NSF 2010 Project
Our objective is to develop the sensitivity of genome-wide proteomics tools so they can be routinely used to obtain quantitative read-outs and sequence identifications of 10,000 or more proteins per sample. This capability is necessary to provide direct measures of relative protein amounts, rather than inferences from mRNA measures, and to identify proteins whose levels are uncoupled from mRNA levels because of post-transcriptional regulation. This objective will be met within the context of benchmarking the protein expression dynamics of 10,000 arabidopsis genes.
We will compare the proteome composition of roots to cotyledons and mature leaves. We will observe changes in the relative quantity of proteins following infection by the root knot nematode, Meloidogyne incognita, and contrast this with our own and published changes in mRNAs. Proteins whose levels significantly change without a concomitant change in mRNA will be tested, using mutants, to determine whether they play a role in infection. We will search our mass spectra against nematode protein databases to determine whether pathogen protein dynamics can be correlated with the host protein dynamics during disease development. We will determine whether proteomics can be used to discover conserved gene networks by comparing the changes caused by inoculating diverse host species including arabidopsis, tomato, lotus, Medicago, and rice with M. incognita.

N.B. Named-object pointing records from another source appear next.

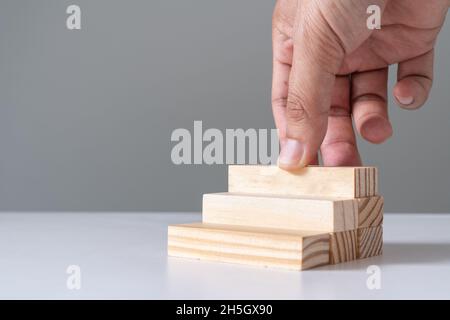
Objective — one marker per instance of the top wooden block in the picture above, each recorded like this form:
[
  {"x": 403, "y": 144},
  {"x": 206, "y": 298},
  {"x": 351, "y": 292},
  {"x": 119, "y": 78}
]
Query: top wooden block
[{"x": 312, "y": 181}]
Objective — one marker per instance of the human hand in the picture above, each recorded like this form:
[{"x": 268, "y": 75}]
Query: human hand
[{"x": 329, "y": 67}]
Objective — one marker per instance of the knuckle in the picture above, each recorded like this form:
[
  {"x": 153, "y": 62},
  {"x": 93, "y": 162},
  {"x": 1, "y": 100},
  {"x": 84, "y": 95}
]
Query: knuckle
[{"x": 296, "y": 110}]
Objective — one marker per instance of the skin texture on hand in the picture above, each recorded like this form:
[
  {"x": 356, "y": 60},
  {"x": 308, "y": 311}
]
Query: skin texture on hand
[{"x": 330, "y": 73}]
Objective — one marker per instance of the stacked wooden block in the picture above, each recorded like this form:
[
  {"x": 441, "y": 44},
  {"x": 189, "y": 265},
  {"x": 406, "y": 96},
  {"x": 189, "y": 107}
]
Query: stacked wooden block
[{"x": 274, "y": 218}]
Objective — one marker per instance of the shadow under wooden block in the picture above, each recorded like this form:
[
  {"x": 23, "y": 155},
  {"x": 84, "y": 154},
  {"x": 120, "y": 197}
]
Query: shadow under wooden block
[
  {"x": 314, "y": 181},
  {"x": 252, "y": 246},
  {"x": 370, "y": 211},
  {"x": 343, "y": 246},
  {"x": 370, "y": 242},
  {"x": 294, "y": 213}
]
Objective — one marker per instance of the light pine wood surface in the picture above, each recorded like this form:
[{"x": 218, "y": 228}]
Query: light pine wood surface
[
  {"x": 245, "y": 245},
  {"x": 315, "y": 181}
]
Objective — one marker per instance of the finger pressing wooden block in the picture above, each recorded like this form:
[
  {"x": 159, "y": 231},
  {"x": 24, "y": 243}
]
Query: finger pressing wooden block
[
  {"x": 370, "y": 211},
  {"x": 315, "y": 181},
  {"x": 253, "y": 246},
  {"x": 343, "y": 246},
  {"x": 370, "y": 242},
  {"x": 286, "y": 212}
]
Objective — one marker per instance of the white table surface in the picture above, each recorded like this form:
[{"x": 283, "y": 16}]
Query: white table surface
[{"x": 123, "y": 256}]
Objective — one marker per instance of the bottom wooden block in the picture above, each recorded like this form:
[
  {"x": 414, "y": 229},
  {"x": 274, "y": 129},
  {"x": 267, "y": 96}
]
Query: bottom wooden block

Plant mutants have been found that affect colonization by nematodes. Some of these mutants also affect colonization by symbiotic, nitrogen-fixing, rhizobial bacteria and by symbiotic mycorrhizal fungi. It appears that all 3 types of microbes have evolved to use the same plant signaling pathway for colonization. Our discoveries of changes in the arabidopsis response to infection by nematodes may provide insights into their convergent evolution with Rhizobia and mycorrhiza for exploitation of a conserved plant pathway.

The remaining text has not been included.